The past 1-2 years have been trying times for hedge funds. The turmoil following the collapse of Lehman in the autumn of 2008 led to a dry-up of liquidity in almost all parts of the financial system, which made it very difficult for hedge funds to use investment tools such as leverage and short-selling. However, market conditions are now improving, and the best funds are adapting to the new post-crisis reality of simpler and more low-cost strategies. Many investors have also been inspired by the modus operandi of hedge funds and are now increasingly implementing replicating strategies and "clone" funds.
The purpose of this seminar is to give you an in-depth understanding of hedge funds, of the risk and return characteristics of their investment strategies, and of techniques for constructing and managing portfolios of hedge fund investments and replicating strategies.

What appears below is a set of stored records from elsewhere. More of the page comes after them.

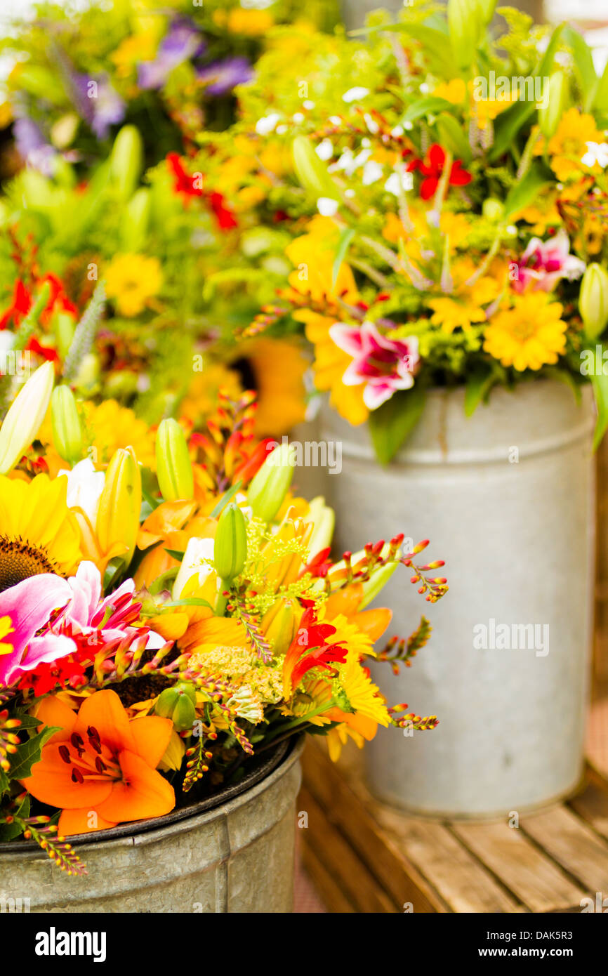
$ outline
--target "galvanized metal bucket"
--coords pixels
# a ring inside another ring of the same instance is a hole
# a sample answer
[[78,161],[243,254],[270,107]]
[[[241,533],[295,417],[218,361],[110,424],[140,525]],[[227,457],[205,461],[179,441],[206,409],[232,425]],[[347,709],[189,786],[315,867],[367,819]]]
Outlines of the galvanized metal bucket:
[[1,844],[0,905],[38,913],[291,912],[302,748],[278,746],[212,800],[95,840],[70,838],[87,865],[83,876],[68,877],[35,844]]
[[[382,468],[365,427],[329,409],[322,435],[342,441],[325,479],[337,542],[354,549],[398,531],[430,538],[450,592],[426,604],[396,573],[383,592],[389,632],[424,612],[430,643],[395,679],[374,677],[439,726],[380,729],[369,784],[418,813],[501,816],[569,793],[582,773],[593,594],[594,466],[590,389],[582,405],[553,381],[497,389],[466,419],[464,390],[433,390],[422,423]],[[536,625],[536,630],[534,625]],[[412,733],[412,730],[406,732]]]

We start with a look at the hedge fund industry and its major players and discuss recent market developments, including the regulatory changes that are on their way. We then take a closer look at "institutional" aspects of running such funds. We explain how a hedge fund is set up and look at the role of the "prime brokers" as providers of services such as financing, securities lending, clearing and settlement of transactions etc. We also take a closer look at the toolkit of the hedge fund manager, including the use of short-selling and leverage, and we discuss the challenges of using these tools during a liquidity crisis. We also explain and demonstrate how these tools can be used directly by investors in "hedge fund replicating strategies".
We then explore in more detail the investment strategies of the different types of hedge funds. We start with market neutral strategies such as "pairs trading" and then move over "convertible arbitrage", "fixed income arbitrage" and "event-driven" towards the more directional types of funds such as "global macro", "dedicated short", "emerging markets" and "CTAs". In each case we carefully explain the performance profile and the special risks of the strategy and how the strategies can be implemented as "replicating" strategies. We illustrate using practical case studies and computer simulations.
Further, we explain how "funds-of-hedge-funds" operate and discuss the advantages and disadvantages of investing through such funds. We also explain how hedge fund indexes are constructed and how to invest in so-called "investable indexes" as an alternative to investing through funds of funds.
Finally, we give a thorough explanation of how hedge fund investments and replicating strategies can be managed in the context of a portfolio. We present and demonstrate traditional and alternative optimization techniques for constructing optimal portfolios and explain how stress tests and "extreme VaR" analysis can be performed to assess the "tail" and liquidity risks of hedge fund investing.